SPRING has sprung and love is in the air – for Ryedale’s wild birds at least.

Very few eggs will have been laid yet, but March is the month when finding a mate is top priority. That’s what all the singing is about of course.

Sometimes it’s easy to assume that all birds go about it in the traditional way.

We’ve all seen it on telly - brightly coloured males strutting their stuff, shouting their heads off and basically doing all that they can to impress the females, who actually do the choosing.

The canniest females get the fittest males, but in the end everyone is paired off, builds a nest and lives happily ever after.
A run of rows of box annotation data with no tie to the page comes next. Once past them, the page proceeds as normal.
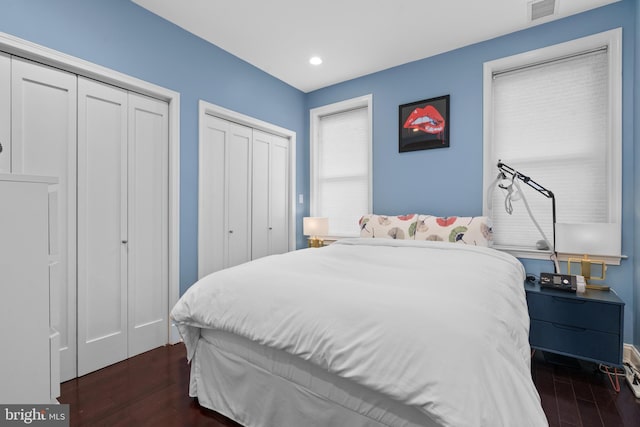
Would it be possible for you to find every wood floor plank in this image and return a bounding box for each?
[59,344,640,427]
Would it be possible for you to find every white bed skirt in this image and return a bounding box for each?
[189,330,436,427]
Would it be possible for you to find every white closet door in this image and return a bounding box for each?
[11,58,77,381]
[78,77,127,376]
[226,123,253,267]
[0,53,11,173]
[251,131,271,259]
[198,115,229,278]
[251,131,289,259]
[269,135,289,254]
[127,93,169,357]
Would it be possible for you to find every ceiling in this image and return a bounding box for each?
[132,0,619,92]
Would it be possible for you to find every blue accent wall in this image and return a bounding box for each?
[0,0,308,293]
[633,3,640,351]
[306,0,640,344]
[0,0,640,346]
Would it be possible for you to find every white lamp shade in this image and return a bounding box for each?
[302,216,329,236]
[556,223,622,256]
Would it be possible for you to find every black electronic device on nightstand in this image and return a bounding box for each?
[540,273,577,292]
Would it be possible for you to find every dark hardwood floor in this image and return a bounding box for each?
[59,344,640,427]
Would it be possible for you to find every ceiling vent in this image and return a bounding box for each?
[529,0,556,21]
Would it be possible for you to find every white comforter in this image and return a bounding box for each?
[171,239,547,427]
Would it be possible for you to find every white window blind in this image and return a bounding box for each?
[311,97,371,236]
[485,31,621,255]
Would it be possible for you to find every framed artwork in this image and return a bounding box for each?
[398,95,451,153]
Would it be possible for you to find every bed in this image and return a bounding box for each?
[171,215,547,427]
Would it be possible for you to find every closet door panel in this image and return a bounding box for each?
[0,53,11,173]
[226,123,253,267]
[78,78,127,376]
[11,58,77,381]
[269,136,289,254]
[251,131,271,259]
[128,93,169,356]
[198,115,229,278]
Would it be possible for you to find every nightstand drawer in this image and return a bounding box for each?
[529,319,622,365]
[527,293,622,335]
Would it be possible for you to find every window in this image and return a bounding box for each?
[484,29,622,262]
[311,95,372,237]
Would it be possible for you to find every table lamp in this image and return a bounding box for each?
[556,223,620,291]
[302,216,329,248]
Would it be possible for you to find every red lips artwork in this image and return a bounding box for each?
[404,105,446,135]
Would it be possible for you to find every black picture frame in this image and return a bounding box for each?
[398,95,451,153]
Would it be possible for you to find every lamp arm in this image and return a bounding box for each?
[498,160,560,273]
[498,160,555,200]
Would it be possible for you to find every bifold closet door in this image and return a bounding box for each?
[78,77,128,376]
[0,53,11,173]
[126,92,169,357]
[78,78,168,376]
[198,115,252,278]
[10,57,77,381]
[251,130,289,259]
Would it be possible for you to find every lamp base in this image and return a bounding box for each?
[585,284,611,291]
[308,237,324,248]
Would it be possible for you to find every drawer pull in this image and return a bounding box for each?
[552,323,587,332]
[553,297,586,304]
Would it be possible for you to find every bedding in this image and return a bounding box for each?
[171,238,547,427]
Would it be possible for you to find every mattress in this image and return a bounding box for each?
[172,239,547,427]
[189,329,437,427]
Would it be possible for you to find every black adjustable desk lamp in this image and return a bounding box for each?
[498,160,560,273]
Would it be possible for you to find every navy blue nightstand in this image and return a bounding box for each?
[524,283,624,367]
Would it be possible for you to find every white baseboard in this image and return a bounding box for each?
[169,322,182,345]
[623,344,640,399]
[622,344,640,369]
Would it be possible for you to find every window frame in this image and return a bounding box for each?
[309,94,373,237]
[482,28,622,265]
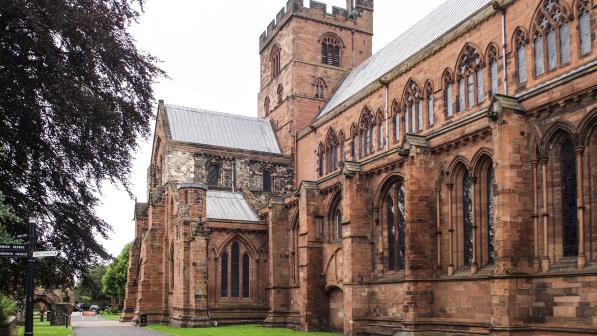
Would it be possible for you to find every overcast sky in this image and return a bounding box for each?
[97,0,445,255]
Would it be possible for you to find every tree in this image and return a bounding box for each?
[102,243,131,302]
[0,0,165,291]
[75,265,108,301]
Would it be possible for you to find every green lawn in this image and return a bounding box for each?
[146,324,340,336]
[100,314,120,321]
[18,316,74,336]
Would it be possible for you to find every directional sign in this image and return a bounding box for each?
[0,244,27,251]
[0,251,28,258]
[33,251,58,258]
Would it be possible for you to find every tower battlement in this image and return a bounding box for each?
[259,0,374,52]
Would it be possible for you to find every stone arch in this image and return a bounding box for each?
[578,109,597,146]
[539,121,578,156]
[217,233,257,260]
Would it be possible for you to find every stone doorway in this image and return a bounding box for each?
[328,288,344,331]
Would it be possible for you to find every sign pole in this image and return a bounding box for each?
[25,222,35,336]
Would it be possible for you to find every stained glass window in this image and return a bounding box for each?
[560,139,578,256]
[462,171,473,265]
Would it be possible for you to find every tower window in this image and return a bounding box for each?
[321,34,342,67]
[270,45,281,78]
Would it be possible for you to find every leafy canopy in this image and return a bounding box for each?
[0,0,165,292]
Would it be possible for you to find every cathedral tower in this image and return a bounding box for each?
[258,0,373,161]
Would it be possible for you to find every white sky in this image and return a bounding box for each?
[97,0,445,256]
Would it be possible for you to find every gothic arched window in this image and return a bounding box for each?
[220,252,228,297]
[207,162,220,187]
[277,84,284,104]
[313,78,326,99]
[270,44,281,78]
[425,82,435,127]
[230,243,240,297]
[462,170,473,266]
[560,138,578,257]
[576,0,593,55]
[514,28,528,84]
[443,70,454,118]
[382,182,406,270]
[533,0,570,76]
[321,33,342,67]
[263,169,272,192]
[402,80,423,133]
[487,44,499,96]
[263,97,270,116]
[457,44,485,111]
[392,100,400,143]
[243,253,251,298]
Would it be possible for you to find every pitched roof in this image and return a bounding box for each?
[165,105,281,154]
[318,0,492,117]
[207,190,259,222]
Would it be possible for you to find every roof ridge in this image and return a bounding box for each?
[165,104,268,123]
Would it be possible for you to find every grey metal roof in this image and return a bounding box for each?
[319,0,492,117]
[166,105,281,154]
[207,190,259,222]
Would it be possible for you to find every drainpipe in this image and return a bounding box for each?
[493,1,508,96]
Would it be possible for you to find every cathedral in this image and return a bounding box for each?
[122,0,597,336]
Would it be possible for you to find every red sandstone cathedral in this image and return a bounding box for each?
[123,0,597,336]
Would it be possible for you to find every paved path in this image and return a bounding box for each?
[71,313,165,336]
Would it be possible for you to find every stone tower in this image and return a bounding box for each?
[258,0,373,161]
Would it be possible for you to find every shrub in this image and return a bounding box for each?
[0,294,16,323]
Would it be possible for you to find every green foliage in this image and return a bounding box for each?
[75,265,108,302]
[0,0,165,293]
[0,294,17,323]
[147,324,342,336]
[102,243,131,298]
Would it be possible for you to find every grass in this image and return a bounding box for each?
[18,316,74,336]
[146,324,341,336]
[99,313,120,321]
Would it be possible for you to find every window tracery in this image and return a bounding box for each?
[321,34,342,67]
[533,0,570,76]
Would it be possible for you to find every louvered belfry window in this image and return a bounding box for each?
[321,35,341,66]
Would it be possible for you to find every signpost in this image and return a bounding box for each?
[0,222,58,336]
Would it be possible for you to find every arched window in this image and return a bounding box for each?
[220,252,228,297]
[338,131,346,168]
[458,44,485,111]
[207,162,220,187]
[359,108,375,158]
[277,84,284,104]
[328,194,342,241]
[377,110,386,150]
[263,97,270,116]
[243,253,251,298]
[270,44,281,78]
[313,78,327,99]
[560,138,578,257]
[425,81,435,127]
[402,80,423,133]
[350,124,358,160]
[263,169,272,192]
[317,143,325,177]
[533,0,570,76]
[486,164,495,264]
[487,44,499,96]
[321,33,342,67]
[462,170,473,266]
[514,28,528,84]
[576,0,593,55]
[443,70,454,118]
[230,243,240,297]
[382,182,406,270]
[392,100,400,143]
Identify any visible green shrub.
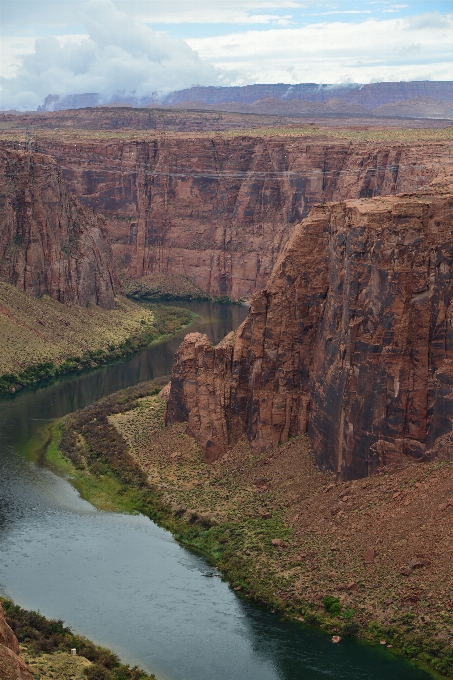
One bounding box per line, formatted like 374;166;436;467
323;595;343;616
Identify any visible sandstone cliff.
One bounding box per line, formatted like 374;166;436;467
0;602;33;680
166;80;453;108
0;148;115;309
167;181;453;479
22;131;452;298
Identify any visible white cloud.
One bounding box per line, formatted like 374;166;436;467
187;13;453;84
0;0;228;109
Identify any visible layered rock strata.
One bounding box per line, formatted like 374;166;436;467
19;134;452;299
166;183;453;480
0;603;33;680
0;148;116;309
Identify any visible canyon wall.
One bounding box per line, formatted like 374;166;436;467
25;133;452;298
0;148;115;309
165;80;453;108
166;185;453;480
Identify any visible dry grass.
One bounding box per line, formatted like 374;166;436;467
0;283;154;375
0;122;453;146
109;397;453;675
20;645;92;680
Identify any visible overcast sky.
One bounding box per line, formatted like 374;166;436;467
0;0;453;110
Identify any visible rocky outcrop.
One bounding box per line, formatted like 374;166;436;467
0;148;115;309
165;80;453;108
18;135;452;299
0;602;33;680
167;181;453;480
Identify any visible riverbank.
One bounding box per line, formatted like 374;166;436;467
44;381;453;677
0;597;156;680
0;283;194;394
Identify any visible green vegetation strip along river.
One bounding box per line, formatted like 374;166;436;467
46;379;446;677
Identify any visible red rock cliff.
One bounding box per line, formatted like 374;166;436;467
0;149;115;309
23;135;452;298
167;183;453;479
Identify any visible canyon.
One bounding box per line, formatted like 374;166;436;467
0;148;117;309
166;178;453;481
4;125;452;299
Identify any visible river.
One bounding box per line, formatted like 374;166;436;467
0;303;431;680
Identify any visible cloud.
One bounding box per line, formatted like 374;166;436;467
0;0;228;110
1;0;310;30
187;13;453;85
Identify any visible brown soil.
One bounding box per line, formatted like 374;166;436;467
0;283;154;375
110;397;453;660
21;646;92;680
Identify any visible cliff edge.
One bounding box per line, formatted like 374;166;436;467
166;182;453;480
0;148;116;309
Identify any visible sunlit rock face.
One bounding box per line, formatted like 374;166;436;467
0;148;115;309
20;134;452;299
167;188;453;479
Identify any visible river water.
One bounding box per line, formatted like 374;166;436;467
0;303;431;680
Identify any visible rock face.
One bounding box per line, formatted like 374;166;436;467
21;134;452;299
0;148;115;309
167;183;453;480
0;602;33;680
165;80;453;108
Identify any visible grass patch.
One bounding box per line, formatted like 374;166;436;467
44;379;453;677
0;283;195;394
0;597;156;680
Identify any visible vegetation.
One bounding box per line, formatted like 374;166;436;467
0;283;193;394
46;379;453;677
123;274;211;301
0;598;156;680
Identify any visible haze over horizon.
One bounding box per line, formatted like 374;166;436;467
0;0;453;110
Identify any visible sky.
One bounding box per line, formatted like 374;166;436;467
0;0;453;110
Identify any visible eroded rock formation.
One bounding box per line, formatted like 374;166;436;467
0;602;33;680
0;148;115;309
20;134;452;299
167;181;453;479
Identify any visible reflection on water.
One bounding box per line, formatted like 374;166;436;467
0;303;429;680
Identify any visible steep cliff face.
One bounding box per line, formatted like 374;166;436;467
167;183;453;479
0;148;115;309
26;135;452;298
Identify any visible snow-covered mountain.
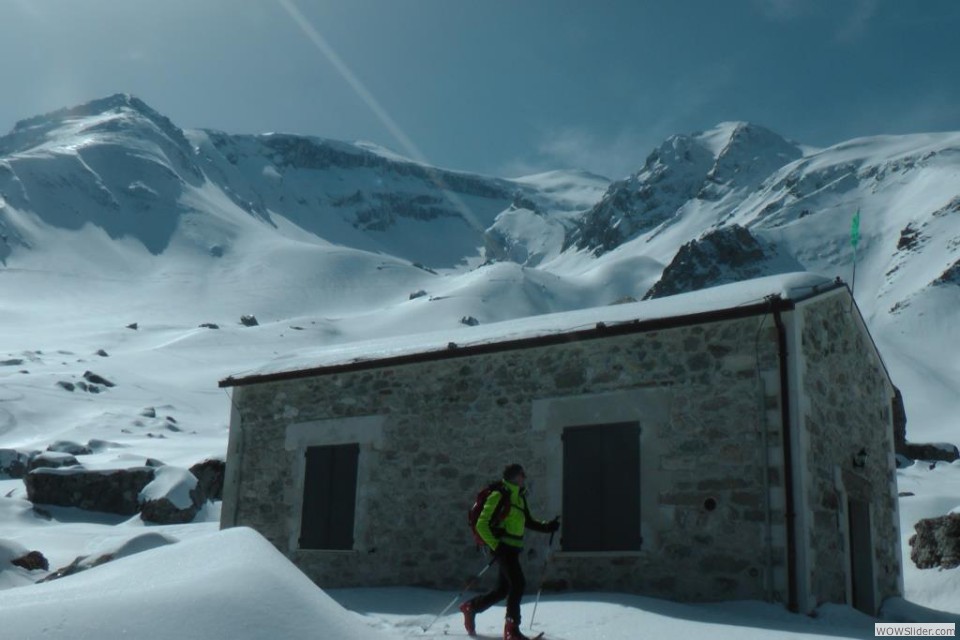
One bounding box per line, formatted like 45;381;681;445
0;95;960;440
0;95;960;637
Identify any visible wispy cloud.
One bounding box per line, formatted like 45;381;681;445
834;0;879;43
752;0;880;44
501;62;736;179
753;0;809;22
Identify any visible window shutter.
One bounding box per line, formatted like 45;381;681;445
562;422;642;551
300;444;360;550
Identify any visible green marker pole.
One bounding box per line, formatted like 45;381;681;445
850;207;860;309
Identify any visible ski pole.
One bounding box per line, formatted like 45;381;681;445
530;531;555;630
421;556;497;633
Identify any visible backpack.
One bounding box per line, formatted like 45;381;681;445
467;481;510;547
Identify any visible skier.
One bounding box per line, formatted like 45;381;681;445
460;464;560;640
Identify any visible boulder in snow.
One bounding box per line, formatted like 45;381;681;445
24;464;156;515
27;451;80;471
47;440;93;456
83;371;117;387
0;449;30;479
138;466;207;524
910;513;960;569
10;551;50;571
38;532;178;582
190;458;227;500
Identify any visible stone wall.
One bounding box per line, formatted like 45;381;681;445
800;292;901;604
224;317;786;600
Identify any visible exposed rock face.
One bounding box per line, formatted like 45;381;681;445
893;387;960;464
910;513;960;569
643;225;803;300
24;467;156;515
564;123;803;255
903;442;960;462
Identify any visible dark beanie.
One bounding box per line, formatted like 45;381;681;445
503;463;527;482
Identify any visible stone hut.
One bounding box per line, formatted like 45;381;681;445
220;274;903;614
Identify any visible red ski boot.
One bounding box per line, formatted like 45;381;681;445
503;618;543;640
460;600;477;638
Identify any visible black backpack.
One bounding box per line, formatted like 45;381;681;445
467;481;510;547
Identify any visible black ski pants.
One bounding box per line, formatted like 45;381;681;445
473;545;527;624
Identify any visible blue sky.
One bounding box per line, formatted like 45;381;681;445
0;0;960;178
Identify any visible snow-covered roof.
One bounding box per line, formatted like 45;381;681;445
220;272;843;387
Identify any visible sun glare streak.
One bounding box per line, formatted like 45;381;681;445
277;0;483;231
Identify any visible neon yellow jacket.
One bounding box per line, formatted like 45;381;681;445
477;480;549;550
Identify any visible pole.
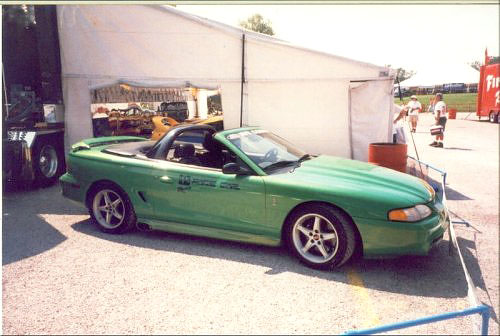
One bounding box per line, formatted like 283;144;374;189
240;34;245;127
2;62;9;120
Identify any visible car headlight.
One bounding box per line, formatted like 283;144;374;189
388;204;432;222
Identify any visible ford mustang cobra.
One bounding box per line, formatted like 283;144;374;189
60;125;449;269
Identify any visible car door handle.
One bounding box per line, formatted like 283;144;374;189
158;176;174;184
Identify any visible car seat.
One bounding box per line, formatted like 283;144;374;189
174;143;201;166
201;132;222;168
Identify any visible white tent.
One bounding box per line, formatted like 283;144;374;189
57;5;393;160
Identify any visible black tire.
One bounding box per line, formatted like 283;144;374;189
87;182;137;234
284;204;356;270
32;137;66;187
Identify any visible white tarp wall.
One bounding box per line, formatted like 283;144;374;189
57;5;393;160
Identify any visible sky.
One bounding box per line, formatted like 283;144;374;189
177;4;500;85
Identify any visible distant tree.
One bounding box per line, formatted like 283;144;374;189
386;64;416;83
468;56;500;71
469;61;483;71
240;14;274;36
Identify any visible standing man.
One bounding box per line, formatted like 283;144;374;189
430;92;448;148
407;95;422;133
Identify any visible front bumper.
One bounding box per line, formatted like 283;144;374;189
354;203;450;257
59;173;85;204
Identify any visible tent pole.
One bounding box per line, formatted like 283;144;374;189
2;62;9;120
240;34;245;127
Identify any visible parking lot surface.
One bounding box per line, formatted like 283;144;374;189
2;113;499;335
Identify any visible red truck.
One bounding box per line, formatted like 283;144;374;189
476;51;500;123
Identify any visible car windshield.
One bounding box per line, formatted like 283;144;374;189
226;130;309;172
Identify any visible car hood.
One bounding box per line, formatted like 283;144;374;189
272;155;432;207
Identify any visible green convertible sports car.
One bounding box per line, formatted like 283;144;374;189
60;125;449;269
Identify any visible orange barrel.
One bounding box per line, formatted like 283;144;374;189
448;109;457;119
368;142;408;173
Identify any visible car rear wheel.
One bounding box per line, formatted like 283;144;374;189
285;204;356;269
32;138;65;187
89;183;137;234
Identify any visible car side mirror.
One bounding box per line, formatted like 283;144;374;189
222;162;252;175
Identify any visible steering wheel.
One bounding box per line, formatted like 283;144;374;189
263;147;278;162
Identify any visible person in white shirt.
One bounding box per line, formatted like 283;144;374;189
392;104;406;144
406;95;422;133
429;92;448;148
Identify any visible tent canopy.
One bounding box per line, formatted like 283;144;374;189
57;5;393;160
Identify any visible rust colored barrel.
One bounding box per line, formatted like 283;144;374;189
368;142;408;173
448;109;457;119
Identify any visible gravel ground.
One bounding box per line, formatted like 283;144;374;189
2;113;499;335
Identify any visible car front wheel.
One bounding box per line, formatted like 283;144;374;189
89;183;137;233
285;204;356;269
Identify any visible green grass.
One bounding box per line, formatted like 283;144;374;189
394;93;477;112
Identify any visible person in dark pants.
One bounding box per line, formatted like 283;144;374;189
429;92;448;148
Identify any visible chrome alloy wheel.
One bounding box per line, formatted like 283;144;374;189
92;189;125;229
38;145;58;178
292;213;339;263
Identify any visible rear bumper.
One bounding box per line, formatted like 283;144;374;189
354;207;450;258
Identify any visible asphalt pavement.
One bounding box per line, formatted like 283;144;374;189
2;113;499;335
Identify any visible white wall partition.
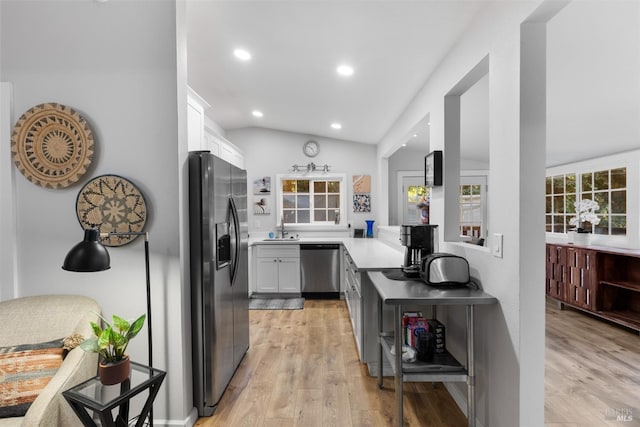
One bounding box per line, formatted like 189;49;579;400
0;82;18;301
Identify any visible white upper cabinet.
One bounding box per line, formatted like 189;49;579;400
187;88;244;169
187;88;209;151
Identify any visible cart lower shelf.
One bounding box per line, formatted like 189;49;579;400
380;334;467;382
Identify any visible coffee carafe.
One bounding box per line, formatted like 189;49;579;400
400;224;438;277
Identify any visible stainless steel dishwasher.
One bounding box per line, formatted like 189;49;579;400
300;243;340;298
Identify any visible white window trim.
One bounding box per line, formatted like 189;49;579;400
275;172;349;231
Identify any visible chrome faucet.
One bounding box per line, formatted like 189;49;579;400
280;215;289;239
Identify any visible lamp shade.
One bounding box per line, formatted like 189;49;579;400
62;229;111;273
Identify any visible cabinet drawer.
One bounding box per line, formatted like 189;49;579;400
256;244;300;258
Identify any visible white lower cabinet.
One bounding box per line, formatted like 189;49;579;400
256;244;300;293
343;251;363;361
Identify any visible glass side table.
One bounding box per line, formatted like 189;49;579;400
62;362;167;427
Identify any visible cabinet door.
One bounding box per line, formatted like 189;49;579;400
565;248;596;309
278;258;300;293
256;258;278;293
545;245;568;301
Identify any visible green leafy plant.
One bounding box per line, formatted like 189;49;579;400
80;314;146;364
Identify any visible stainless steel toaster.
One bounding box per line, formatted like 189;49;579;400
420;253;471;286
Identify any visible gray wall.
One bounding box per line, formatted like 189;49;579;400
0;1;192;424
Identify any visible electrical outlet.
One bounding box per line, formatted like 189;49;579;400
492;233;502;258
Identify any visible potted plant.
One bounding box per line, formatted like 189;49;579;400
569;199;600;244
80;314;146;385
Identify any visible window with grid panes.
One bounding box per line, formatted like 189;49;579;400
281;178;343;225
460;184;482;237
546;168;627;236
580;168;627;236
546;173;577;233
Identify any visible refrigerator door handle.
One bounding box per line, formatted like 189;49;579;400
229;197;240;286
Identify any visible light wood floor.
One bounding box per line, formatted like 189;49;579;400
545;302;640;427
196;300;467;427
196;300;640;427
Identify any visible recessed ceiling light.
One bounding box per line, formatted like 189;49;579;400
336;65;353;76
233;49;251;61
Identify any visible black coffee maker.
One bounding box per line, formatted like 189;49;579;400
400;224;438;277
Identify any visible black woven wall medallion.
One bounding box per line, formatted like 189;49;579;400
11;103;93;188
76;175;147;246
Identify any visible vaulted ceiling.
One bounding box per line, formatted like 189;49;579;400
187;0;640;169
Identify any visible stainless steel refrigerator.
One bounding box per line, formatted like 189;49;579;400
189;151;249;416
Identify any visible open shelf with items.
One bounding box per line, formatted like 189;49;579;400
545;244;640;331
380;332;467;382
367;271;498;427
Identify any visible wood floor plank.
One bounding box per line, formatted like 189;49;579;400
545;301;640;427
196;300;640;427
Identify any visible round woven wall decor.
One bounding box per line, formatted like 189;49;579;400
11;103;93;188
76;175;147;246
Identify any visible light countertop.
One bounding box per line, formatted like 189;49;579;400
249;236;404;270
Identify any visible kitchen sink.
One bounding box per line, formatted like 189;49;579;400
262;236;300;242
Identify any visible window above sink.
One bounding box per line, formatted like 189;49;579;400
276;173;347;229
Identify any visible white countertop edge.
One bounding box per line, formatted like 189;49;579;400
249;237;404;270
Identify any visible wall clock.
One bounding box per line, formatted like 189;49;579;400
302;140;320;157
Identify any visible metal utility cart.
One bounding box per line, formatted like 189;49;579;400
368;271;497;427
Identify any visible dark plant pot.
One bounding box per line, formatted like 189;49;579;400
98;356;131;385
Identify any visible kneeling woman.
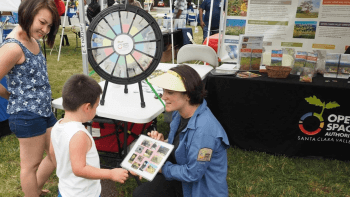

Some colonial nesting birds take fidelity to the extreme by meeting up with the same partner at the nest-site every spring, having not seen each other all year.

The gannets, puffins and guillemots of Bempton Cliffs fit into this category. Mute swans and bullfinches actually stick together as married couples all year round.

Yes, the monogamous state of affairs is what goes on from 92 per cent of bird species, but from me it’s the remaining eight per cent that are really interesting.

Red grouse are familiar birds of the heather moors of Ryedale, but we used to have another related species breeding in our region as well.

Nowadays the black grouse’s nearest range to us is in the Yorkshire Dales where their spectacular mating displays can still be seen.

All the male black grouse in an area get together in an “arena” and put on a competitive display called a lek, with an audience of interested females.

The top two or three males eventually get to mate with all the females and all the others go without.

After all their efforts, the males are exhausted of course so leave all the ensuring nursery work to the females.

The ruff is wading bird which also uses the lek system but some male birds have found a way to cheat.

Most male ruffs have an ornate and colourful collar of feathers for use in the lekking displays (hence the name) but one or two don’t.

They look remarkably like the female of the species (called a reeve) which allows them to infiltrate the audience of the lek alongside the females.

When the proper males are all posturing, leaping and fighting and suitably distracted, the lady-boy ruffs take the opportunity to sneak in and mate with any interested females in the audience.

I wish we could see this ruff soap-opera going on in Ryedale, but their nearest breeding area to us is in East Anglia.

Ruffs do turn up here on migration though; only last month they were seen at Filey Dams and Wheldrake Ings near Pocklington.

Of course, it’s not just male birds that are prone to cheating. Everyone is familiar with the female cuckoo’s cheeky get-someone-else-to-look-after-your-kids trick.

But, did you know that some other birds do the same thing, not with foster parents of another species, but others of their own kind – and it’s happening in your garden.

House sparrows, starlings and pigeons are common culprits, with females often dropping a sneaky egg into a neighbour’s nest to save on their own house work.

Let’s finish with the hero of the piece though - the wren.

Male wrens are polygamous, defending a territory with up to four mates.

He single-handedly builds all four nests and, unlike some species where the male abandons the female to do all the childcare, he sticks around and helps to feed all his offspring.

Female wrens can lay up to eight eggs so that’s 32 hungry mouths to fill.